Intravenous (IV) lines are used to convey medicinal fluids into a patient's cardiovascular system. A typical IV line includes a fluid reservoir coupled to one end of a flexible tubing that is connected in fluid communication with a large vein of a patient. An inline IV pump is often employed to effect and control the flow of the medicinal fluid through the tubing to the patient. Also, at least one occlusion sensor is usually included to detect when the flow of fluid through the IV line is fully or partially interrupted. Partial or complete occlusion of fluid flow is one of the more common problems in the use of an IV line. The patient may unintentionally compress the tubing, e.g., by rolling onto it, and stop the fluid flow, or a blood clot may block the flow of fluid where it enters the cardiovascular system. In addition, an electrical or mechanical failure of an IV pump disposed in the IV line may cause the flow of fluid through the line to be impeded. Problems can also arise if false alarms are triggered by minor pumping irregularities or occasional spikes in the signal produced by the occlusion sensor, since too many false alarms can cause medical personnel to ignore valid alarms.
In the prior art, pressure activated occlusion sensors have been disposed at the proximal and distal ends of a disposable pumping cassette (IV pump) for determining when the flow of fluid through the IV line is impeded. When the measured pressures indicate that the flow of fluid is impeded, an alarm is activated that notifies medical personnel of the condition. Typically, a separate assembly is employed for coupling a pressure occlusion sensor to an IV line, and the occlusion sensor is disposed adjacent to an IV pump. However, the limited space adjacent to ambulatory IV pumps has generally restricted the use of pressure occlusion sensors to non-ambulatory IV pumps.
Prior art pressure occlusion sensors typically must be calibrated by medical personnel each time they are coupled to an IV line, using a time consuming procedure.

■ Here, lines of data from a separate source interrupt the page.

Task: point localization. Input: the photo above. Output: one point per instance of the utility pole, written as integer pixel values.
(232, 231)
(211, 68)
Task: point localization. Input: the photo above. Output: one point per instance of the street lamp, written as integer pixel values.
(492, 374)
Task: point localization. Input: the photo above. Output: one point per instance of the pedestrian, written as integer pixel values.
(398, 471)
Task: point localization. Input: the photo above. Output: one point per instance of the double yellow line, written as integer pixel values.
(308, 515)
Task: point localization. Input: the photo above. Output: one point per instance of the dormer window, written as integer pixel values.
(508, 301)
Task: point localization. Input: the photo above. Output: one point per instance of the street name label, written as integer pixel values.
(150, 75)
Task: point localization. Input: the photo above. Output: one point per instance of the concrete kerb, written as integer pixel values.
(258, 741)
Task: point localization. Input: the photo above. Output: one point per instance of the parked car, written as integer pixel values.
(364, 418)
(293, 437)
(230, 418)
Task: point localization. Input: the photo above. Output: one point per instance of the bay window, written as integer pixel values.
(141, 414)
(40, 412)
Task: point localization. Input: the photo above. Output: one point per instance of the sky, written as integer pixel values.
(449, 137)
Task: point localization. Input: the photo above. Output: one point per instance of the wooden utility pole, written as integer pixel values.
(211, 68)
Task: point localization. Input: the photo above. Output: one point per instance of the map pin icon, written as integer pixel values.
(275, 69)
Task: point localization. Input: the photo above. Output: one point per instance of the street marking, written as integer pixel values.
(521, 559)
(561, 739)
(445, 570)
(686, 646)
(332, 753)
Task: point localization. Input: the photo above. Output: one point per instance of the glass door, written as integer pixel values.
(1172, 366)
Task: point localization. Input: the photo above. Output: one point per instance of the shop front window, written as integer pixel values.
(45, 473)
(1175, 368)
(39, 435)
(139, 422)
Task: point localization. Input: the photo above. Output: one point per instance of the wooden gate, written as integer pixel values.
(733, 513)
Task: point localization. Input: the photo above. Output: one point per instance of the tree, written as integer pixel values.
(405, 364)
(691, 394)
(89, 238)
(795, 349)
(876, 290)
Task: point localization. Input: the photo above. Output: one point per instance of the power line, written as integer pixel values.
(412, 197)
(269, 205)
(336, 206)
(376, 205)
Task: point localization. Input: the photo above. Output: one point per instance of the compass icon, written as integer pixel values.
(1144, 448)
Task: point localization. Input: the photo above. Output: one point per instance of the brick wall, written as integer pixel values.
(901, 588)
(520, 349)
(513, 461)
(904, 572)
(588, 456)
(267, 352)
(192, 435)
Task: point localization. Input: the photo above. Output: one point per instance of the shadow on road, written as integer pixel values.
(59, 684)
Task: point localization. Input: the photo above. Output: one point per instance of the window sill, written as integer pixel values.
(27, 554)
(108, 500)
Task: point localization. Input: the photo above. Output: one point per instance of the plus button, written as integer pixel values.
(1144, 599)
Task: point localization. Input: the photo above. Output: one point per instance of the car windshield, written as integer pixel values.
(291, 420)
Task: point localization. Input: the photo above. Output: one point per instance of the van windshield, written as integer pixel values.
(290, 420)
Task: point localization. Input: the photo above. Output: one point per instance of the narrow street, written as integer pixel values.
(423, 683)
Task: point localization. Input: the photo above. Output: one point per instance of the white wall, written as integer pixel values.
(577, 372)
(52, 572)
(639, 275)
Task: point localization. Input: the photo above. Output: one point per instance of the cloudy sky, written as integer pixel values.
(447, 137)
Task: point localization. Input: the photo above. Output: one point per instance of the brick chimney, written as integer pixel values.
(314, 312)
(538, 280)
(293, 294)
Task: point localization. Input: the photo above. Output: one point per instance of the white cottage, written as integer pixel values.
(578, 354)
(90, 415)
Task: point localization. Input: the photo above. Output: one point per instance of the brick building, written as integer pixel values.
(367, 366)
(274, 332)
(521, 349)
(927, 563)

Also, special training is often necessary for medical personnel to be proficient at calibrating the pressure occlusion sensors. Thus, a clear need has developed for a pressure occlusion sensor that is integrated with the IV pump to conserve space and which is automated to implement the calibration procedure. While accurately detecting any significant hindrance to fluid flow, such an occlusion sensor should minimize false alarms.